La situation actuelle ne peut pas s’expliquer par une seule erreur, pas plus que par un errement soudain de ce gamin. Elle est le fruit d’une accumulation d’aveuglements datant d’au moins trois quinquennats et d’un déni de l’exacerbation d’un sentiment d’injustice croissante au fur et à mesure que l’écart s’est creusé entre les familles nanties et la population défavorisée. La paix sociale était jusque là achetée par des formes de redistribution disparates des richesses qui laissaient espérer aux moins chanceux que l’élu ququel ils avaient donné leur voix allait les faire profiter des largesses qu’il pouvait dispenser dans un système de clientélisme. 

Les enveloppes se sont rétrécies et le malaise a augmenté.

Mais bizarrement, l’élément déclencheur n’est pas celui-là.
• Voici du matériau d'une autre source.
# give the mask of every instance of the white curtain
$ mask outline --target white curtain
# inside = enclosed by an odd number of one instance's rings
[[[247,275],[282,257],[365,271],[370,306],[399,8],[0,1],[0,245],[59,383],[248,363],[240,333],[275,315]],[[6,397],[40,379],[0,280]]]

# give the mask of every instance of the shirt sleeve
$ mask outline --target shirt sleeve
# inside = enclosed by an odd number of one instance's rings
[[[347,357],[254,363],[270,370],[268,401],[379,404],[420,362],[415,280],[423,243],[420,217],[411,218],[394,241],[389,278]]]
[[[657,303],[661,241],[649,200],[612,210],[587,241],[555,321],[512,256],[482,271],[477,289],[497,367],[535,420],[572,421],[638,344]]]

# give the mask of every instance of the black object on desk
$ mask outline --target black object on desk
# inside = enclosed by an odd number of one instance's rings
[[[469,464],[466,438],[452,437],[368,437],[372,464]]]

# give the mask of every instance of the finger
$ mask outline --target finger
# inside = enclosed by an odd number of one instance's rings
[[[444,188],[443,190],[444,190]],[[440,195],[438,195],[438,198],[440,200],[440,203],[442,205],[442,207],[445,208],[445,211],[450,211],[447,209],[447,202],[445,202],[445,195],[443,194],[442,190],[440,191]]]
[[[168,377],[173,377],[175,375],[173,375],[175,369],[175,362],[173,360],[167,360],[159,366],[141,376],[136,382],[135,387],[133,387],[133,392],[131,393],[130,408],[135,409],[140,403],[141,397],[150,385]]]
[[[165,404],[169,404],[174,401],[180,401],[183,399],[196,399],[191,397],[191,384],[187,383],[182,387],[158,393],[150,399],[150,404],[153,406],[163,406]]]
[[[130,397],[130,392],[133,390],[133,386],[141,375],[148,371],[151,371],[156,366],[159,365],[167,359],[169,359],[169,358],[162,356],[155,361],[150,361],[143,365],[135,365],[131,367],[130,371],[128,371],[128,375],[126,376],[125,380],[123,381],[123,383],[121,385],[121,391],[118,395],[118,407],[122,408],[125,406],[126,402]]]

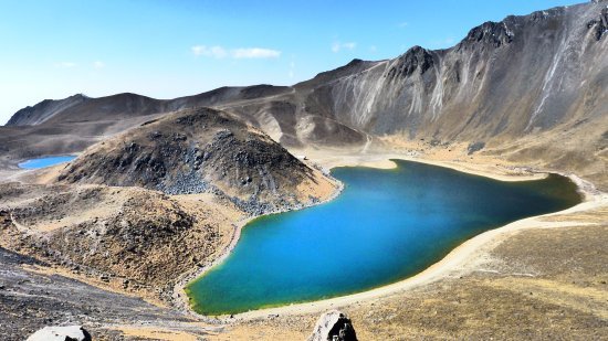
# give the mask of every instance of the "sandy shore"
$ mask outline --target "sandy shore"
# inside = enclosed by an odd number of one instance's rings
[[[303,153],[303,152],[301,152]],[[333,154],[325,152],[315,152],[306,151],[307,158],[318,163],[319,166],[332,169],[335,167],[373,167],[380,169],[391,169],[396,167],[396,163],[390,161],[390,159],[401,159],[408,161],[416,161],[427,164],[433,164],[439,167],[447,167],[458,171],[488,177],[501,181],[527,181],[527,180],[537,180],[545,178],[548,173],[541,170],[531,170],[531,169],[518,169],[518,168],[509,168],[505,166],[493,164],[489,162],[475,163],[475,162],[459,162],[452,160],[433,160],[420,158],[415,154],[408,153],[378,153],[378,154]],[[235,315],[233,318],[239,320],[252,320],[259,318],[268,318],[273,316],[284,316],[284,315],[303,315],[303,313],[317,313],[325,311],[327,309],[336,309],[340,307],[346,307],[349,305],[358,303],[366,300],[371,300],[396,292],[401,292],[406,290],[411,290],[416,287],[428,285],[432,281],[437,281],[442,278],[460,276],[463,273],[467,273],[471,267],[471,264],[475,264],[475,260],[482,260],[481,258],[486,255],[488,251],[499,245],[513,232],[525,230],[525,228],[553,228],[553,227],[564,227],[570,226],[573,223],[569,222],[547,222],[543,219],[594,210],[600,206],[608,205],[608,194],[598,192],[595,188],[579,179],[574,174],[564,174],[568,175],[579,188],[579,191],[584,194],[585,201],[574,207],[570,207],[565,211],[555,212],[551,214],[539,215],[523,219],[516,222],[513,222],[509,225],[488,231],[482,233],[457,248],[454,248],[450,254],[448,254],[443,259],[432,265],[422,273],[403,279],[401,281],[382,286],[373,290],[354,294],[349,296],[336,297],[326,300],[290,305],[277,308],[269,308],[254,310],[249,312],[243,312]],[[339,191],[337,191],[333,198],[337,196]],[[331,198],[331,199],[333,199]],[[331,200],[328,199],[328,200]],[[209,267],[205,267],[201,271],[197,271],[196,276],[189,276],[189,279],[200,276],[207,271],[213,265],[222,262],[229,255],[230,251],[235,246],[238,242],[238,236],[240,235],[241,228],[247,225],[248,221],[241,222],[237,226],[235,238],[231,243],[231,247],[227,249],[222,257],[218,258],[217,262],[213,262]],[[580,225],[580,223],[578,223]],[[189,280],[188,280],[189,281]],[[182,290],[184,285],[188,281],[180,281],[180,290]],[[177,287],[176,287],[177,288]],[[182,291],[181,291],[182,292]],[[185,297],[186,298],[186,297]],[[187,303],[186,300],[182,301]],[[227,320],[227,317],[220,318],[220,320]]]
[[[305,204],[305,205],[302,205],[301,207],[296,207],[296,209],[276,210],[276,211],[269,212],[266,214],[258,215],[258,216],[247,216],[244,219],[241,219],[237,223],[234,223],[232,225],[233,228],[234,228],[234,233],[232,235],[232,238],[230,239],[230,243],[228,244],[228,246],[219,254],[219,256],[217,258],[214,258],[213,260],[205,264],[202,267],[200,267],[198,269],[195,269],[192,271],[189,271],[189,273],[186,273],[186,274],[181,275],[180,278],[178,278],[178,280],[176,281],[176,285],[174,286],[174,295],[171,297],[174,307],[177,308],[178,310],[182,311],[182,312],[188,312],[188,313],[190,313],[192,316],[196,316],[198,318],[203,317],[203,319],[209,320],[208,317],[201,316],[201,315],[197,313],[196,311],[193,311],[192,307],[190,306],[189,297],[186,294],[186,286],[190,281],[195,280],[196,278],[205,275],[207,271],[209,271],[214,266],[217,266],[220,263],[224,262],[226,258],[228,258],[228,256],[230,256],[230,253],[232,253],[234,247],[237,247],[237,244],[239,243],[239,239],[241,238],[242,230],[251,221],[253,221],[253,220],[255,220],[260,216],[264,216],[264,215],[284,213],[284,212],[293,211],[293,210],[303,210],[303,209],[311,207],[313,205],[319,205],[319,204],[323,204],[323,203],[326,203],[326,202],[329,202],[329,201],[336,199],[342,193],[342,191],[344,190],[344,184],[342,182],[335,180],[335,179],[333,179],[333,180],[335,181],[336,190],[333,193],[331,193],[327,198],[323,199],[319,202],[312,203],[312,204]],[[217,319],[213,318],[210,321],[214,322],[214,321],[217,321]]]

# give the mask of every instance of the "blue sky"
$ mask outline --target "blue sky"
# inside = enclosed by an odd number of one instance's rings
[[[290,85],[350,60],[449,47],[488,20],[566,0],[0,0],[0,124],[75,93],[156,98]]]

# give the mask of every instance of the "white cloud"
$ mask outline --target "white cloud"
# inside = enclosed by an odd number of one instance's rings
[[[348,43],[334,42],[332,44],[332,52],[337,53],[340,50],[354,50],[355,47],[357,47],[357,43],[355,42],[348,42]]]
[[[276,58],[281,56],[281,51],[270,49],[237,49],[230,52],[233,58]]]
[[[196,45],[190,49],[197,56],[208,56],[214,58],[231,57],[234,60],[243,58],[276,58],[281,56],[281,51],[262,49],[262,47],[241,47],[234,50],[226,50],[222,46],[206,46]]]
[[[73,63],[73,62],[61,62],[55,64],[55,67],[61,67],[61,68],[70,68],[74,66],[76,66],[76,63]]]
[[[210,56],[216,58],[223,58],[228,55],[222,46],[197,45],[192,46],[191,50],[195,55]]]

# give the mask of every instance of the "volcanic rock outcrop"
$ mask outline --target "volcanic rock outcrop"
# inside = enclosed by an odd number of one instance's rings
[[[316,202],[316,189],[333,187],[259,129],[209,108],[171,114],[97,143],[59,181],[212,192],[258,214]]]
[[[318,318],[308,341],[357,341],[357,333],[346,315],[332,310]]]
[[[222,87],[170,100],[119,94],[43,102],[0,129],[0,149],[12,158],[80,151],[146,118],[212,106],[286,147],[360,148],[374,137],[484,143],[481,152],[607,187],[606,3],[510,15],[450,49],[354,60],[293,86]]]

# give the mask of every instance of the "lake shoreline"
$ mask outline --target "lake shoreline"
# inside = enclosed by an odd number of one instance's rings
[[[197,269],[193,273],[189,273],[188,275],[186,275],[186,277],[180,278],[180,280],[176,284],[175,290],[174,290],[174,305],[176,306],[176,308],[178,308],[181,311],[189,312],[207,321],[228,322],[230,321],[230,319],[233,319],[233,318],[239,320],[251,320],[251,319],[274,317],[276,315],[301,315],[301,313],[321,312],[323,310],[335,309],[336,307],[343,307],[343,306],[348,306],[350,303],[356,303],[361,300],[369,300],[369,299],[375,299],[379,297],[385,297],[394,292],[412,289],[415,287],[420,287],[426,284],[437,281],[441,278],[449,277],[450,274],[453,271],[462,273],[462,269],[459,270],[459,266],[461,266],[464,263],[464,260],[470,260],[475,256],[480,256],[480,249],[483,248],[484,245],[486,246],[489,244],[493,244],[493,245],[500,244],[506,237],[506,234],[510,232],[518,231],[523,228],[534,228],[534,227],[558,227],[559,225],[557,224],[557,226],[554,226],[555,224],[541,223],[537,221],[541,217],[556,215],[556,214],[564,214],[566,212],[585,211],[585,210],[596,207],[598,205],[606,204],[608,202],[608,198],[606,195],[602,195],[601,192],[595,190],[593,184],[569,173],[566,174],[566,173],[554,172],[554,171],[541,171],[541,170],[534,170],[530,168],[514,169],[514,170],[511,170],[511,173],[490,172],[488,171],[486,168],[483,167],[483,164],[468,163],[463,166],[457,162],[428,160],[428,159],[423,159],[415,156],[399,154],[399,153],[382,153],[382,154],[374,154],[374,156],[359,153],[359,154],[345,156],[343,158],[339,158],[336,156],[329,156],[327,158],[312,157],[311,159],[327,169],[337,168],[337,167],[369,167],[369,168],[378,168],[378,169],[391,169],[391,168],[396,168],[397,164],[390,161],[390,159],[399,159],[399,160],[449,168],[460,172],[481,175],[481,177],[491,178],[500,181],[539,180],[539,179],[546,178],[549,173],[557,173],[569,178],[570,181],[573,181],[577,185],[577,191],[581,194],[581,203],[573,207],[569,207],[567,210],[548,213],[544,215],[526,217],[526,219],[510,223],[507,225],[484,232],[480,235],[476,235],[463,242],[462,244],[453,248],[441,260],[431,265],[430,267],[422,270],[421,273],[418,273],[412,277],[408,277],[406,279],[399,280],[390,285],[385,285],[385,286],[361,291],[358,294],[340,296],[340,297],[317,300],[317,301],[311,301],[311,302],[304,302],[304,303],[292,303],[292,305],[276,307],[276,308],[263,308],[259,310],[237,313],[230,317],[203,316],[196,312],[190,306],[189,298],[186,295],[185,287],[188,285],[190,280],[200,277],[201,275],[207,273],[211,267],[223,262],[230,255],[230,253],[232,252],[232,249],[234,248],[234,246],[239,241],[242,228],[249,222],[251,222],[252,220],[259,216],[249,217],[247,220],[240,221],[238,224],[234,225],[235,233],[230,243],[230,246],[227,249],[224,249],[218,258],[216,258],[209,265],[206,265],[205,267]],[[338,181],[338,183],[340,182]],[[336,192],[331,198],[317,204],[325,203],[337,198],[337,195],[339,195],[339,193],[342,192],[342,189],[343,189],[343,184],[340,183],[340,188],[336,190]],[[281,213],[281,212],[272,212],[269,214],[275,214],[275,213]]]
Beaucoup d’observateurs considèrent qu’il se situe dans l’augmentation prévue pour les carburants, en particulier la fin de la détaxe pour certains professionnels. C’est bien de ce côté-là qu’il faut chercher, mais je crois que c’est encore plus con que ça !

Leur grosse connerie a été la limitation de la vitesse à 80 km/h, mesure perçue comme un diktat soudain sur les populations vivant en zone rurale et asservies à l’utilisation d’une voiture dont elles ont de plus en plus de mal à assurer l’entretien.

Pour vérifier cette impression, il existe deux symptômes :

 l’investissement des ronds-points, symboles de la mise en liberté conditionnelle des axes « secondaires »

 la destruction systématique des radars

Paradoxalement, les retraité sont très « actifs » dans ce mouvement, mais ils ne sont qu’un des éléments, déterminant mais pas déclencheur.